Jacob Yoro

Current position
- Title: Safeties coach
- Team: Missouri
- Conference: SEC

Biographical details
- Born: December 8, 1979 (age 45) Honolulu, Hawaii, U.S.
- Alma mater: Hawaiʻi (2008)

Playing career
- 1998–2001: Montana
- Position(s): Linebacker

Coaching career (HC unless noted)
- 2002: Mililani HS (HI) (LB)
- 2003–2004: Saint Louis School (HI) (LB)
- 2005–2007: Saint Louis School (HI) (DC/LB)
- 2008: Waipahu HS (HI) (LB)
- 2009: Montana Western (LB)
- 2010: Pacific (OR) (DC/LB)
- 2011–2013: Pacific (OR) (DC/LB/RC)
- 2014: Pacific (OR) (AHC/DC/LB/RC)
- 2015–2016: Cal Poly (DB)
- 2017: Hawaii (S)
- 2018: Hawaii (OLB/NB)
- 2019: Hawaii (OLB)
- 2020: Hawaii (co-DC/LB)
- 2021: Hawaii (LB)
- 2022: Hawaii (DC/OLB)
- 2023: Hawaii (DC/S)
- 2024–present: Missouri (S)

= Jacob Yoro =

American football coach (born 1979)

Jacob Yoro (born December 8, 1979) is an American football coach who is currently the safeties coach at the University of Missouri.

==Coaching career==
After his playing career ended due to injury, Yoro began coaching at the high school level in Hawaii. He spent 2002 as the linebackers coach at Mililani High School before joining the coaching staff at his alma mater Saint Louis School in 2003 as their linebackers coach. He also spent time coaching at Waipahu High School in 2008 while working at the Pearl Harbor Naval Shipyard.

Upon the completion of his degree in 2008, Yoro went to work in the college ranks, joining the coaching staff at Montana Western as their linebackers coach. While at Montana Western, he lived in the basement of the defensive coordinator's house, sleeping on an air mattress.

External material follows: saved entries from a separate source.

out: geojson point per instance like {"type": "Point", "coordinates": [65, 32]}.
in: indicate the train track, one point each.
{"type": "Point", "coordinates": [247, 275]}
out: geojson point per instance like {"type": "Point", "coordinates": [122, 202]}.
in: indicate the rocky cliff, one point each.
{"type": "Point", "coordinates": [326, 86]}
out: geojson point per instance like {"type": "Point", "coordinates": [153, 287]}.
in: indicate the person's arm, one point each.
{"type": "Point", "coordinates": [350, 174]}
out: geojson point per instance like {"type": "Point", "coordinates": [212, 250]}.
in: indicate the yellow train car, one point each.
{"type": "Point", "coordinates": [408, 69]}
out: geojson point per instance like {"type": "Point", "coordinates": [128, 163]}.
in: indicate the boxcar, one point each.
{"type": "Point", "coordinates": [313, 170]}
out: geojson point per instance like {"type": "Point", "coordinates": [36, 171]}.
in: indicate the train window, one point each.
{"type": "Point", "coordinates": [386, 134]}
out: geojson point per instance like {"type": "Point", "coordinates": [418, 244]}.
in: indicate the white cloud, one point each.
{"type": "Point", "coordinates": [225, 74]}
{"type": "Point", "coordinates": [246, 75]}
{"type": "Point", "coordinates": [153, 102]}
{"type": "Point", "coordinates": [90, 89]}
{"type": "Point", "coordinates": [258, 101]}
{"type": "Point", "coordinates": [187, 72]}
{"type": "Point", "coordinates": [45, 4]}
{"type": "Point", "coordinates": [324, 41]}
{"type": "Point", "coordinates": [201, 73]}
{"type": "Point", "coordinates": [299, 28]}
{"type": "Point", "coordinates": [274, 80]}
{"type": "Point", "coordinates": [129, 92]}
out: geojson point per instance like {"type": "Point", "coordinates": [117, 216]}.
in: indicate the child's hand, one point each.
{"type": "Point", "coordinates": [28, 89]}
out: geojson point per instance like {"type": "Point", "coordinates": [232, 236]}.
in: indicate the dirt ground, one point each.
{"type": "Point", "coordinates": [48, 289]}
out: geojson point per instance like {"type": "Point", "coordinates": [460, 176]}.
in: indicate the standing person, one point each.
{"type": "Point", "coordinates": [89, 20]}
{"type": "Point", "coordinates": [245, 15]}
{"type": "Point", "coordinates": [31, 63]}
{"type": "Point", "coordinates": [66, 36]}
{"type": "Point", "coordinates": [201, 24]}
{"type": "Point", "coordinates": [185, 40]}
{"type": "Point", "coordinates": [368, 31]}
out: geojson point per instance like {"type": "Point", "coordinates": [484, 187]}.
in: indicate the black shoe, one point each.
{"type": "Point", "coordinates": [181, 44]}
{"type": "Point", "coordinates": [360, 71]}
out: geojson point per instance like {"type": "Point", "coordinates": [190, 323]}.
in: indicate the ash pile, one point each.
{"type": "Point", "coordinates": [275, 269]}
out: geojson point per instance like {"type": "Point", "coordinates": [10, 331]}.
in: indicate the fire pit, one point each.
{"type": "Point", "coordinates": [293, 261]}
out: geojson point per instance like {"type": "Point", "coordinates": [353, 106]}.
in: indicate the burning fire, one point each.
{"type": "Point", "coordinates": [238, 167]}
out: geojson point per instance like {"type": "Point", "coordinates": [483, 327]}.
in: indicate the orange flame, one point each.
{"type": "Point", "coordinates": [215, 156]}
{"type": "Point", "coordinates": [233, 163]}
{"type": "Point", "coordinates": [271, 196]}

Yoro was hired to be the defensive coordinator and linebackers coach at Pacific University in Oregon in 2010. He later added the title of recruiting coordinator in 2011 and assistant head coach in 2014. Yoro departed Pacific in 2015 to take an assistant coaching position at Cal Poly as their defensive backs coach.

===Hawaii===
Yoro was hired in 2017 by Hawaii to be their safeties coach. He was reassigned to coaching outside linebackers and nickelbacks in 2018 following the hire of Corey Batoon. He was retained by newly hired head coach Todd Graham in 2020, the first member of his inaugural staff and was promoted to co-defensive coordinator and reassigned to linebackers coach.

===Missouri===
Yoro was hired in early 2024 by Missouri to serve as a defensive analyst. On July 28, 2024, head coach Eliah Drinkwitz announced Yoro was promoted to safeties coach.

==Personal life==
A native of Mililani, Hawaii, Yoro attended Saint Louis School in Honolulu, where he was an all-state linebacker. Yoro and his wife Meredith have one daughter.